Clinical Trial: Enhancing Motor Plasticity After Perinatal Stroke Using tDCS
Study Status: Completed
Recruit Status: Completed
Study Type: Interventional
Official Title: Enhancing Developmental Motor Plasticity After Perinatal Stroke With Transcranial Direct Current Stimulation
Brief Summary:
The purpose of this study is to test tDCS (transcranial direct current stimulation), a type of non-invasive brain stimulation, to determine whether it can improve motor function in children with perinatal stroke and hemiparesis. Children 6-18 years with imaging-confirmed perinatal stroke and functional motor impairment will be recruited. Children will be randomized (1:1) to receive sham or tDCS (20 minutes daily) during daily intensive, goal-directed motor learning therapy (90 minutes). Motor outcomes will be repeated at baseline, 1 week, and 2 months.
Aim 1: Establish the ability of tDCS to safely enhance motor learning in children with perinatal stroke.

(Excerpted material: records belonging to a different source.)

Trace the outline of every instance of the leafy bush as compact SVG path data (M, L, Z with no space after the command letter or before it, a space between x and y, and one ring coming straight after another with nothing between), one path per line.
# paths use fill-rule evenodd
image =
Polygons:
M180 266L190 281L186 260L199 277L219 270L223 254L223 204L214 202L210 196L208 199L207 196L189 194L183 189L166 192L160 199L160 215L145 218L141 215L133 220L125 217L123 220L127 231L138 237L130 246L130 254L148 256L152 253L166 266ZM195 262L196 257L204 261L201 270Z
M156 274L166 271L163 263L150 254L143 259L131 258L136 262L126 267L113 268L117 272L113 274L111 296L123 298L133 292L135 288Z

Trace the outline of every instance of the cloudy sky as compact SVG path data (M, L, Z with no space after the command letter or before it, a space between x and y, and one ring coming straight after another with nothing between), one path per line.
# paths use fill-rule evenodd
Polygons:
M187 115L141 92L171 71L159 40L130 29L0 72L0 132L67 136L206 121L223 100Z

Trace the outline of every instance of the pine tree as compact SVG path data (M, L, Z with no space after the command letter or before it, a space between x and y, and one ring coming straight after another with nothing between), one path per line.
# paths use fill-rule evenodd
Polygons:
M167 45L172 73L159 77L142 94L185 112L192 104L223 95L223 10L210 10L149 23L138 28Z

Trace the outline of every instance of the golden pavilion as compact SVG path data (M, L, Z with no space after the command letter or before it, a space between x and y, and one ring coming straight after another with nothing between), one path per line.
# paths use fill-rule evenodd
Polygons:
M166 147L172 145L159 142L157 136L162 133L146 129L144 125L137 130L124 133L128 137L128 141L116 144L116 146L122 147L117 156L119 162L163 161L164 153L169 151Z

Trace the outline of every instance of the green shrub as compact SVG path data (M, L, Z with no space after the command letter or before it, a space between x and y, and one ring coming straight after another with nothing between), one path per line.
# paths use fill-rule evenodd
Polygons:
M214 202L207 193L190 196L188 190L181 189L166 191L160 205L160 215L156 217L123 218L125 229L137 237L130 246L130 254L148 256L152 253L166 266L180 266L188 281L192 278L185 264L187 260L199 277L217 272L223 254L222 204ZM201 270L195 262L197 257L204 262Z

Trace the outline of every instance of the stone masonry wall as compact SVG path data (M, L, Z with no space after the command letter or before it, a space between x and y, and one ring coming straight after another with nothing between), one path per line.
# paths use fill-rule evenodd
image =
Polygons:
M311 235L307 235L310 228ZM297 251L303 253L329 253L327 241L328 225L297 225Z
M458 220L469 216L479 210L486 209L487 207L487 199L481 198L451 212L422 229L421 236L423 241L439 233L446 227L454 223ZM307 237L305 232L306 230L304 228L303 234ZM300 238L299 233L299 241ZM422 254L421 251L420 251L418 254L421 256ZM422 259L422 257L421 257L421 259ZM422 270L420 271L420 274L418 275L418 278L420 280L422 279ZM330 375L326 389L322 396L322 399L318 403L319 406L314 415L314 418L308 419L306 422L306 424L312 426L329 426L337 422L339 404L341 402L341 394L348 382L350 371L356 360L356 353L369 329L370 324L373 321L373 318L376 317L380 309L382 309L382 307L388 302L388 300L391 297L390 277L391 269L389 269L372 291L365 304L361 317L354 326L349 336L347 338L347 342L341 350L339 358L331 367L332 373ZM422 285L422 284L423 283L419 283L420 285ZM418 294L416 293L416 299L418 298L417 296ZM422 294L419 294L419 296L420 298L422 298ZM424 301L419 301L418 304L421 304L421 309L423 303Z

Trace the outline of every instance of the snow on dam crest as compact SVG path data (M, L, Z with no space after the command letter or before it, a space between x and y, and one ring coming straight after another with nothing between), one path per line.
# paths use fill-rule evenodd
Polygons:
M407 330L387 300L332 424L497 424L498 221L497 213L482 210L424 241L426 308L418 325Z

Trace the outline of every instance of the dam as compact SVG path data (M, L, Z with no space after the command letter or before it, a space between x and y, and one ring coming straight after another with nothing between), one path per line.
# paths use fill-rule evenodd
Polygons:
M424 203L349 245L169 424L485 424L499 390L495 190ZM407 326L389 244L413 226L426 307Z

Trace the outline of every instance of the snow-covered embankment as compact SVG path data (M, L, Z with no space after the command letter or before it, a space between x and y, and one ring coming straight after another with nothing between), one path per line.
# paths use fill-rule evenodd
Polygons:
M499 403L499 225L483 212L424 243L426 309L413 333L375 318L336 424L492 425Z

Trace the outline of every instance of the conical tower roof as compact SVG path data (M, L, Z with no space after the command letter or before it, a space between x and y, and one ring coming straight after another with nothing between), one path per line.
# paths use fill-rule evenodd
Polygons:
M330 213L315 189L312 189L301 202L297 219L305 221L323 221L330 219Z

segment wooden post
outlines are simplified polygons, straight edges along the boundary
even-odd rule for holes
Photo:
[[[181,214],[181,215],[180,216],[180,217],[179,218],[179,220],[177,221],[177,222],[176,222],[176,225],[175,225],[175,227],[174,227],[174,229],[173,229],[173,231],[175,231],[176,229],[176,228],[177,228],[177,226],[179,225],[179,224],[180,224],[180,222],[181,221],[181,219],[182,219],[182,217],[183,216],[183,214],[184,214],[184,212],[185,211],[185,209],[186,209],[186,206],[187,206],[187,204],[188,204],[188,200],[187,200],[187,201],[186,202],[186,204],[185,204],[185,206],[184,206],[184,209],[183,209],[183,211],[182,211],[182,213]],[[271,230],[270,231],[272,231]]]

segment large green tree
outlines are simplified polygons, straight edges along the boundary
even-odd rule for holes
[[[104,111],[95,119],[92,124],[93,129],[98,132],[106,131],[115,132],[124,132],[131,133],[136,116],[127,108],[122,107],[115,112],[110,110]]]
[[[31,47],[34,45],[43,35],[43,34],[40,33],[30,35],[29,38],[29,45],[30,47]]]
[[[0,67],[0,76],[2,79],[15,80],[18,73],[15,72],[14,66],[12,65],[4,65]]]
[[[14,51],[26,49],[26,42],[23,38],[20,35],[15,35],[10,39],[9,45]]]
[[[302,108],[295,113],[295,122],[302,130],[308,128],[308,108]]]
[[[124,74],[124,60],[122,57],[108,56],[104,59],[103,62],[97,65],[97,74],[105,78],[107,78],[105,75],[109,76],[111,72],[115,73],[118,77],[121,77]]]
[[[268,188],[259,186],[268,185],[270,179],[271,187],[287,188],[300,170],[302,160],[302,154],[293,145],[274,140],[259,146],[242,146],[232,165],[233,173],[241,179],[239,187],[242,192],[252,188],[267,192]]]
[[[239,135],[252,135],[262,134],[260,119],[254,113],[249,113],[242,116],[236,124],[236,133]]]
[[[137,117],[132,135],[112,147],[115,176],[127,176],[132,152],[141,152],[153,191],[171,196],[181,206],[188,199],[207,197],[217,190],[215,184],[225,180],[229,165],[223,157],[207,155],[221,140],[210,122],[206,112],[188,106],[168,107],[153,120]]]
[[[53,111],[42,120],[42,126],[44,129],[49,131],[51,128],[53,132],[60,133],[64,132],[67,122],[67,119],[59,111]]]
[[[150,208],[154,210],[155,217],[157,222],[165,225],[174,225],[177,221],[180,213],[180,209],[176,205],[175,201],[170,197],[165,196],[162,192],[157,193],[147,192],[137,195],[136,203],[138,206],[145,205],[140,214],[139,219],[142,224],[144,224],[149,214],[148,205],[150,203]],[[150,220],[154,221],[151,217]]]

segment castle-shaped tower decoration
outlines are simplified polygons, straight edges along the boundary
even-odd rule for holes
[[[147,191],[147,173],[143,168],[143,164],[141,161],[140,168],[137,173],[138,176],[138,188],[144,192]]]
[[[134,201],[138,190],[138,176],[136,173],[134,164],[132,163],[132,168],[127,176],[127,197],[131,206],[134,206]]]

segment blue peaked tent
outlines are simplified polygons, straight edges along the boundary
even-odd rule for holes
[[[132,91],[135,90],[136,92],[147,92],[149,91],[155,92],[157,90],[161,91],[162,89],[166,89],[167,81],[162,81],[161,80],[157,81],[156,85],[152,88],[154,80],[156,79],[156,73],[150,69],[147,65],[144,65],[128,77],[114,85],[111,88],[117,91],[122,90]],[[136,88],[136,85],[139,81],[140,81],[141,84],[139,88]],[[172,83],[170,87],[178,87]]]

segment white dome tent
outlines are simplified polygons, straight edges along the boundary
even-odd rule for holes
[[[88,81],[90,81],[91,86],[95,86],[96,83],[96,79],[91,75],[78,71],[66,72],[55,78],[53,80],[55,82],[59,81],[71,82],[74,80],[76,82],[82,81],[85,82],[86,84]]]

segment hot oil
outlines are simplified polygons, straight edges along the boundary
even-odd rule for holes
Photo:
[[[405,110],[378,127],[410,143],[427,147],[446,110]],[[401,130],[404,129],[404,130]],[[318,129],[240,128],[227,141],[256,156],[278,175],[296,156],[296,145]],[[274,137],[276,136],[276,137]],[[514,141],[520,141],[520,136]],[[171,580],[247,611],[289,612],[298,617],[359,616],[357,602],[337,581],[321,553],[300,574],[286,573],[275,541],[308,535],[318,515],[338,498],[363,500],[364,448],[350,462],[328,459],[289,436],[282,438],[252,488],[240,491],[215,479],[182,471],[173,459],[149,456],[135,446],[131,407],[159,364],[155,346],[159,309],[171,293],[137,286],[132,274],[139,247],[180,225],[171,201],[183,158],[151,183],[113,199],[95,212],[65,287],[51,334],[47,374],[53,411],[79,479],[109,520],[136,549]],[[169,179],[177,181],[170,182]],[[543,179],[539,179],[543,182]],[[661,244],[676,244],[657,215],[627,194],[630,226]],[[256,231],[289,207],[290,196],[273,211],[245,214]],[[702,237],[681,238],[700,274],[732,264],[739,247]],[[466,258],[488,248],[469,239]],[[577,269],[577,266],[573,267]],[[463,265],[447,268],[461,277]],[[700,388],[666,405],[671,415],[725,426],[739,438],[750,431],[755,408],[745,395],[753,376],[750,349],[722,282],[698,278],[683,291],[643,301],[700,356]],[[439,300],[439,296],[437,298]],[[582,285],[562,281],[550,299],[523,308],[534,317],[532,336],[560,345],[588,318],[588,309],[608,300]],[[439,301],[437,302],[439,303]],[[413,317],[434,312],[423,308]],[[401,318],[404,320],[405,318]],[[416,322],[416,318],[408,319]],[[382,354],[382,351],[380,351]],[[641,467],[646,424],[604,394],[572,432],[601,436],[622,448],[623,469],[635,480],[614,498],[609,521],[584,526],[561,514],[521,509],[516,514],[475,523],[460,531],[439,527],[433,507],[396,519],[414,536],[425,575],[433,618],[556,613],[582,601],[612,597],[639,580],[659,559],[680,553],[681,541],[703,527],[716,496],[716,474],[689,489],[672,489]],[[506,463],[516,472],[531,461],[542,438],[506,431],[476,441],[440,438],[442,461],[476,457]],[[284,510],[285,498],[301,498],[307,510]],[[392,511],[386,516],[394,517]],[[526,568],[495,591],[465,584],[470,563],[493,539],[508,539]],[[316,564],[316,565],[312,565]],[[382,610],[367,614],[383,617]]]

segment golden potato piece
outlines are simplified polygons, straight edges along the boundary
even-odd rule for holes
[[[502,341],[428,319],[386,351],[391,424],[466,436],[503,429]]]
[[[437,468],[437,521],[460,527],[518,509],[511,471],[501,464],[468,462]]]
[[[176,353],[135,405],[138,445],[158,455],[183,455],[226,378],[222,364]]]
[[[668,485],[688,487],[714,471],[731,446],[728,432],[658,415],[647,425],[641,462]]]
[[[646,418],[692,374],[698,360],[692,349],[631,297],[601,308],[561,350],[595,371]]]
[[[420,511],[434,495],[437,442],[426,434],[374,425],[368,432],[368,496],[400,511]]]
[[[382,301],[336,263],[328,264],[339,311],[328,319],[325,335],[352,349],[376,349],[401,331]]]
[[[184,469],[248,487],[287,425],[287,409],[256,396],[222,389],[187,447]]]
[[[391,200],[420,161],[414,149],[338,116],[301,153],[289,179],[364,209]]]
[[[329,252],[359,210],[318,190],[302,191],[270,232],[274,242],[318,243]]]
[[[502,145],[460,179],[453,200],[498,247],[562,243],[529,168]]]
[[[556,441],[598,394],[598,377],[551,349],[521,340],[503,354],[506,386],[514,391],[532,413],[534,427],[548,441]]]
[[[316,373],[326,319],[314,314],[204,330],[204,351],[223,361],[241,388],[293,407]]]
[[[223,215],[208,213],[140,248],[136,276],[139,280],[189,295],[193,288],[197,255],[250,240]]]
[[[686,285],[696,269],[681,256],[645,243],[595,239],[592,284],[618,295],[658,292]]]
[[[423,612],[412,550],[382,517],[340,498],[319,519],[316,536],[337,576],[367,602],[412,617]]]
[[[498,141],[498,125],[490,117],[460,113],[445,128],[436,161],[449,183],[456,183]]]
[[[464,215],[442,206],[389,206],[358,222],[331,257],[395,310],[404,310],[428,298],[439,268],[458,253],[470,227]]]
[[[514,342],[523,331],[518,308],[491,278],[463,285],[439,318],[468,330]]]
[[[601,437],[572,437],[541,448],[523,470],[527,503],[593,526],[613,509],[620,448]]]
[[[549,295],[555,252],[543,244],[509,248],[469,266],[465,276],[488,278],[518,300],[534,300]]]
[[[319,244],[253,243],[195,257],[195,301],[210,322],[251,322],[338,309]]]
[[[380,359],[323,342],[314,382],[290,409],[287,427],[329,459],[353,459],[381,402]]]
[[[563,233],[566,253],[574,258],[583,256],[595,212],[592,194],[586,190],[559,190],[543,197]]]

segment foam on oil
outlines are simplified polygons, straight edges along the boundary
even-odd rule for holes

Hypothesis 1: tDCS is safe and well tolerated in children.
Hypothesis 2: Contralesional, cathodal tDCS increases motor functional gains measured by AHA at 2 months in children with perinatal stroke.
Detailed Summary:
Methods details not included elsewhere
Study: Randomized, sham-controlled, double blind, phase II clinical trial.
Patient Population. All children will be recruited through the Alberta Perinatal Stroke Project (APSP); a large population-based perinatal stroke research cohort based at Alberta Children's Hospital and directed by the PI. Prospective APSP ascertainment since 2007 is combined with retrospective enrolment (1992-2007) with comprehensive International Classification of Disease codes (ICD-9, ICD-10)237 and institutional databases. These are fully characterized patients with confirmed diagnosis by modern neuroimaging assessed in person in standardized APSP clinics. Recruitment will occur randomly from the population of all children meeting the criteria below.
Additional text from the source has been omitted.